As for summer baseball, Chiero has high hopes.

“If we do have a summer season I don’t really see much being affected,” the Ohio scouting director said. “In a ‘normal’ season, yes college coaches are out during spring games but they are also playing games during that time as well. The summer is when colleges send their full arsenal of coaches to scout. If and when we do have a summer, I expect college coaches to flood summer games and showcases. 

“At the end of the day, if we do play this summer, I just see the summer being more fast-paced and would expect the recruiting calendar to be back on track by the end of fall.”

Still, it does not stop fans all over Ohio as well as those here at Prep Baseball Report from agonizing over not getting the opportunity to witness the high school spring baseball season.

"I work within the baseball realm in some capacity 365 days a year, whether that is on the computer with articles, showcase results, graphics, uncommitted/committed stories and more," expressed Dylan Hefflinger, Editor in Chief/NW Ohio Scout. "If I'm not out helping run a showcase in the summer, fall and winter, I'm on the field in the summer at tournaments across Ohio/Michigan ... but my real joy comes from the spring high school baseball season,

"The passion I have for it, I can truly say, is second to NONE ... simply put, I love the high school baseball season. I put in work with preseason and during the season Team Rankings, preseason and postseason All-State Teams, weekly scout blogs with compilation videos for the week and much more. 

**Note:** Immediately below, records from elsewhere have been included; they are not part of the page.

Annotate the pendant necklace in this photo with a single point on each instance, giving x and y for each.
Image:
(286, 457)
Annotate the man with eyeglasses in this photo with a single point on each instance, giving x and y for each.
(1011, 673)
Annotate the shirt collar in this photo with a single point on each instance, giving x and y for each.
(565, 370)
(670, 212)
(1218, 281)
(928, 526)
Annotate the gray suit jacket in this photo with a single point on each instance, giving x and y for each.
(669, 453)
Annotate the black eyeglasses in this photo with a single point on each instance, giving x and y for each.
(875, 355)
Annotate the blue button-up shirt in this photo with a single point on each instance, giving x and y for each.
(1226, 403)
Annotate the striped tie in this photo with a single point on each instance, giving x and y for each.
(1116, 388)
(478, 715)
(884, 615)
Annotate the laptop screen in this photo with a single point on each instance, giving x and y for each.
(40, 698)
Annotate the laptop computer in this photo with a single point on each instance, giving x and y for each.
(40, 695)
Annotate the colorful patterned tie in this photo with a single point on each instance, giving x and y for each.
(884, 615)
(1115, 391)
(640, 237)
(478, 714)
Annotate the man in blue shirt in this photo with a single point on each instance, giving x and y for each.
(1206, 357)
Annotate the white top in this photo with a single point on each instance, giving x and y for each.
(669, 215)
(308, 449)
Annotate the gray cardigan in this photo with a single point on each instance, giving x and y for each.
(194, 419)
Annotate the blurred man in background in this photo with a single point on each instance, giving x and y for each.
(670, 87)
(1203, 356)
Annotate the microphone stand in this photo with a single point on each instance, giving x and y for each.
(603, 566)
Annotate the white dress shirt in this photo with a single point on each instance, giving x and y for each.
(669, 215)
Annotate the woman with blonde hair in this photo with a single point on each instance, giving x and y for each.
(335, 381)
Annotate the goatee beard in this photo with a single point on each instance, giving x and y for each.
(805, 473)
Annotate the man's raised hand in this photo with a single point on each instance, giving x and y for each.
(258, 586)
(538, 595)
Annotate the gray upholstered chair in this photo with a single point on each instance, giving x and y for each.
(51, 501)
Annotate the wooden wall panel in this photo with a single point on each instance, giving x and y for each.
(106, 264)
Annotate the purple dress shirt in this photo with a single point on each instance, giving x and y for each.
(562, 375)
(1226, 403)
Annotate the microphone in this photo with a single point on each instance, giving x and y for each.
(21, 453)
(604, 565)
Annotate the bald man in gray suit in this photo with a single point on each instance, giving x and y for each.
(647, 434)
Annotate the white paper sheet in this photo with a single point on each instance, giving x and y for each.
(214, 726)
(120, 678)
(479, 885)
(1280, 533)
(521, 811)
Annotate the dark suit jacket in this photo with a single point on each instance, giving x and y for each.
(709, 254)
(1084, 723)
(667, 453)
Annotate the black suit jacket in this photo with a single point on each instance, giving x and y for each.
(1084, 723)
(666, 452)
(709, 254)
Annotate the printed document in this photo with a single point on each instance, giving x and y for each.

"Another thing I am always looking forward to are the new people I meet during my times at the field during the spring. I get to know the coaches better being in their dugout before, during and after games. I get to talk to parents and answer a lot of questions. I also get to know the players on a personal level and much more. I love all of that and, unfortunately for the spring of 2020, it is all gone."

It is a time for work as well as family camaraderie.

"I always look forward to spending time with my dad (Bruce Hefflinger, PBR Senior Writer) and whichever interns we have with us at the state tournament, the outstanding OHSAA staff and the ushers at the MiLB stadiums," Dylan said. "The interns that we have had over the past two years have been phenomenal and their futures are bright.

"As far as my dad and I getting to hang out and watch baseball, there is nothing better than that. Three straight days of four games each with 12-15 hours of 'work' is something I cherish. Putting together the All-22 Tournament Team, taking pictures of dog piles and trophy celebrations as well as the professional post-tournament hype videos are things I always look forward to each year. Sadly, all that is gone in 2020 and it truly has hit me hard.

"That said, the future is still going to be strong. Hopefully we get to have summer baseball where we get to go watch great talent at numerous tournaments, ACME/Legion games and of course our PBR showcases.

"To the Class of 2020 ... Stay strong! You guys have shown great character throughout this whole situation. Congrats on the upcoming graduations and good luck in all your future endeavors!"